At first, one music lover worried that it had something to do with a general decline in standards or, worse -ones age: perhaps you can't afford to have the same enthusiasm for music at 35 as you did at 18. But then I played my favorite albums of last year next to the albums I've loved for decades and they sound great. Arctic Monkeys debut as confident and exciting as Definitely Maybe, Black Holes and Revelations by by Muse as bombastic and grandiose and mad as anything I could find from the Seventies or Eighties, Joanna Newsom's Ys every bit as strange and serpentine as Patti Smith's Horses or Van Morrison's Astral Weeks.
So the problem is not that there's no good music anymore. Quite the opposite : the problem is that there's no bad music. And without bad music to compare it to, it's hard to appreciate good music properly. A meltingly tender filet mignon wouldn't seem so remarkable if you weren't aware of what lurks at the other end of the gastronomic scale.
It doesn't mean bland and functional music; there's plenty of that. I mean music so awful it stuns you into silence with its very wrongness. The music industry has largely eradicated it: more self-conscious in the age of illegal downloading than ever before, they use market research and focus groups to ensure that no real howlers slip through the net.
They are abetted by a legion of ruthlessly professional songwriters-for-hire and cutting edge hip-hop and R&B producers, who will work with anyone as long as the price is right; they add a cool urban urban sheen to a single by Alan Titchmarsh if his cheque had enough noughts. Their combined efforts can't make Paris Hilton sound great, but they can make her sound all right: bland and functional but not as appalling as you might expect.
It was not ever thus. British Pop traditionally embraced the wonky and the wrong. While America has always churned insipid, orthodontically perfect pop moppets from Doris Day to the Stars of High School Musical. Britain consistently made stars of people that any normal country would pass a law to prevent entering a recording studio.
So thank heavens for Joe Whiley's Radio 1 show. It features something called the Live Lounge, in which hit making artists are inveigled to perform cover version of unlikely songs. The results, unwittingly, make it Britain's last bastion of horrendous music, an oasis of shocking tat, untouched by marketing research and the ministrations of songwriters for hire. No one, for example, suggested to Caucasian Welshman the Automatic that covering Kanye West's ''Gold Digger'' -a song in which, you may remember, West admonishes a female for not ''messing with no broke niggers'' -might sound eye poppingly offensive, like some ghastly NME sponsored remake of The Black And White Minstrel Show.

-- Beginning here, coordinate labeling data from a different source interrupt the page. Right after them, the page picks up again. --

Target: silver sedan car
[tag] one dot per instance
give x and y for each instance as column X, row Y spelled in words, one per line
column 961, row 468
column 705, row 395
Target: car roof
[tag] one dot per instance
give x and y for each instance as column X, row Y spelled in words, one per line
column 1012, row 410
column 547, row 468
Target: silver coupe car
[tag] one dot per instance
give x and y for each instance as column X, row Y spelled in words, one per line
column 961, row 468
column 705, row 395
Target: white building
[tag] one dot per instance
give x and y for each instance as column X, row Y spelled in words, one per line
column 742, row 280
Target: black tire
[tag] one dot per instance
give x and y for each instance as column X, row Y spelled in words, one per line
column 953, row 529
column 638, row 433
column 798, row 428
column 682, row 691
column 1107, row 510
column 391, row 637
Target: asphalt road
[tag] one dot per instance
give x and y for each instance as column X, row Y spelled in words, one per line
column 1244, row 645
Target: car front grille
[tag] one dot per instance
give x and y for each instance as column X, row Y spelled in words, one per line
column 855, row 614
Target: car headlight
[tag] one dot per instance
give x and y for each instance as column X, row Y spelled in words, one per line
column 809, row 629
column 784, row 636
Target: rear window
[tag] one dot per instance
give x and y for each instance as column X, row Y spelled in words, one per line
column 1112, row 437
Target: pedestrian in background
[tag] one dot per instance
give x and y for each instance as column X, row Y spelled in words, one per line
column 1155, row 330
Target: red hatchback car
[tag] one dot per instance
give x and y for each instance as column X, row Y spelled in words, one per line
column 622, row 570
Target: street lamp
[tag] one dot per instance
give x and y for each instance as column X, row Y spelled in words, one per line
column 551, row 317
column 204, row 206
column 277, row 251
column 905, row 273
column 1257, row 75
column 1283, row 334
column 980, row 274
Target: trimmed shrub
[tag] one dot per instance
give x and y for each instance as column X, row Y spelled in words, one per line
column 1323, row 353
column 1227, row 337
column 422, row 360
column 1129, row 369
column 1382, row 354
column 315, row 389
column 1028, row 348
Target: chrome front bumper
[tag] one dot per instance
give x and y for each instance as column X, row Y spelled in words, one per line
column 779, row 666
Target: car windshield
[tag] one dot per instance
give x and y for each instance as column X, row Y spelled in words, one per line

Similarly, no one stopped Keane performing a medley of Christina Aguilera's ''Dirrrty'' and ''Bootylicious'' by Destiny's child, conjurring up the distressing mental image not merely of vocalist Tom Chaplin getting dirrrty, but also his flabby white ''jelly'' bouncing around while he does so.
Understandably, with this sort of thing, you have to search about on download sites to find these songs, but it's worth it. You emerge from the experience of listening to them traumatised, but refreshed. Play a great record afterwards and it sounds wonderful: nowadays don't seem so average after all.
And then, as the real world goes, Nothing Good Comes Easy!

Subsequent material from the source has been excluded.